Tuesday, October 6, 2009

Australia Shines

The sun is shining bright on "Down Under".

The country didn't go into recession in the current global downturn; its stock market is hitting the 14-month high, its currency is also hitting the 14-month high after the central bank RAISED the interest rate. Businesses are bullish on the future growth, and consumers are spending. Unlike EU and the U.S., real estate values have INCREASED this year.

That's what a healthy, growing economy does, I think.

Australia Helped by Rate Increase as Stocks Advance
(10/7/09 Bloomberg)

"Oct. 7 (Bloomberg) -- Mining companies and brewers are benefiting from an Australian economy that is growing so fast the central bank suddenly raised interest rates, buoying the currency and giving global investors another reason to favor Down Under among the world’s hottest markets.

"“If you bought stocks that you thought were exposed to economic growth, you can feel more confident that you made the right decision,” said Matlock, manager of the International Equity Fund at Huntington, which oversees $15 billion. “What the Australian central bank is tacitly saying is we’re pretty confident our economy is on firm-enough footing to withstand an increase in rates.”

"Australia raised its benchmark rate yesterday, becoming the first country in the so-called Group of 20 nations to boost borrowing costs since the start of the credit crisis, after it avoided a recession and Reserve Bank Governor Glenn Stevens said the “risk of serious economic contraction” had passed.
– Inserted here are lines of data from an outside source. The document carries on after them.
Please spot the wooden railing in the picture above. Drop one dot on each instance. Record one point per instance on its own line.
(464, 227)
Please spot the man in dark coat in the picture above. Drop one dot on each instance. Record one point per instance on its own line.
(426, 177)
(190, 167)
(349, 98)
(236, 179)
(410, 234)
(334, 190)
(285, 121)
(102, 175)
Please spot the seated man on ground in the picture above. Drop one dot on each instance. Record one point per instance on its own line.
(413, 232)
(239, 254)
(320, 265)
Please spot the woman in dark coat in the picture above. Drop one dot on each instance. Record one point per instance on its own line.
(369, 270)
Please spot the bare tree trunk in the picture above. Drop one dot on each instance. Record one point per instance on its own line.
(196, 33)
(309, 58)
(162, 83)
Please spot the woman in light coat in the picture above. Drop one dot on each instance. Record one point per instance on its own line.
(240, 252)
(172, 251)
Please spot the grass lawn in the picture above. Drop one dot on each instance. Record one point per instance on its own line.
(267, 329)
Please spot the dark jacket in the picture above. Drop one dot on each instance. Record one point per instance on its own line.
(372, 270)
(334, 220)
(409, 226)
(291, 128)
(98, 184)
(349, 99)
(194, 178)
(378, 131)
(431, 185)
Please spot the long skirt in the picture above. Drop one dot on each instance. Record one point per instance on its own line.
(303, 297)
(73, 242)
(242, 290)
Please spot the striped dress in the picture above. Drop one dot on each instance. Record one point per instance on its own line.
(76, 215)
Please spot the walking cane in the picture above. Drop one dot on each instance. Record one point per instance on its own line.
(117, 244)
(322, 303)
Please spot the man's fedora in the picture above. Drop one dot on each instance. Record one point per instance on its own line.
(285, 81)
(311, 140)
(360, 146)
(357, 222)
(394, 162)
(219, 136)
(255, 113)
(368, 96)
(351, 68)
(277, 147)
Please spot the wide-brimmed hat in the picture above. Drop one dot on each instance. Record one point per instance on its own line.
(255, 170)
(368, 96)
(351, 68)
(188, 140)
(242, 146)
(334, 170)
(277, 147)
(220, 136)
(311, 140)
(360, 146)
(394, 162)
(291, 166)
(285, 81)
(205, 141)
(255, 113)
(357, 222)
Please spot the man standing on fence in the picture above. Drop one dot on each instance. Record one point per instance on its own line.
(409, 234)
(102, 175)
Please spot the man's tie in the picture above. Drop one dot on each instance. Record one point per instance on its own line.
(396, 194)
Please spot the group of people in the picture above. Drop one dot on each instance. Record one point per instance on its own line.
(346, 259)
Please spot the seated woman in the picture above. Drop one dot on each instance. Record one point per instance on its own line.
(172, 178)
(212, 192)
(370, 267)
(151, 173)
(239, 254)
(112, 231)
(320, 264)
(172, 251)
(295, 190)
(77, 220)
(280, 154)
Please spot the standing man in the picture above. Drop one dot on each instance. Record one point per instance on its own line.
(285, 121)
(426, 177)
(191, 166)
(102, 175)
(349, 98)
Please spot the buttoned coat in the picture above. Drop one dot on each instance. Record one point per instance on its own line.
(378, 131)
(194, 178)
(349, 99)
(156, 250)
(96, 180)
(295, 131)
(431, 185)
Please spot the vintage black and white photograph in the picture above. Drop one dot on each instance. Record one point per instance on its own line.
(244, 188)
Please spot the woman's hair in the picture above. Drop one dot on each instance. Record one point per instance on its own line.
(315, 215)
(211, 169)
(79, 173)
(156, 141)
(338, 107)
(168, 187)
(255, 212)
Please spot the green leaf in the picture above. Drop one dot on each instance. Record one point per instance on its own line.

Gross domestic product will rise 0.7 percent this year, bucking the 3.4 percent slide for advanced economies, the International Monetary Fund said last week."

Analysts and fund managers there think Australia has both the growing domestic industry that supplies to increasingly confident consumers and the export industry that produces what people in the growth region (mostly China and Asia) wants.

There are those, as featured in the Bloomberg article, who think the central bank raised the rate too soon with the economy still not on a sound footing. However, as many traders of stock markets know, it's the reaction to the news that matters, at least for now. Judging by the reaction of the Australian stock market to both the rate hike and the strength of Australian dollar, they like what they see down there.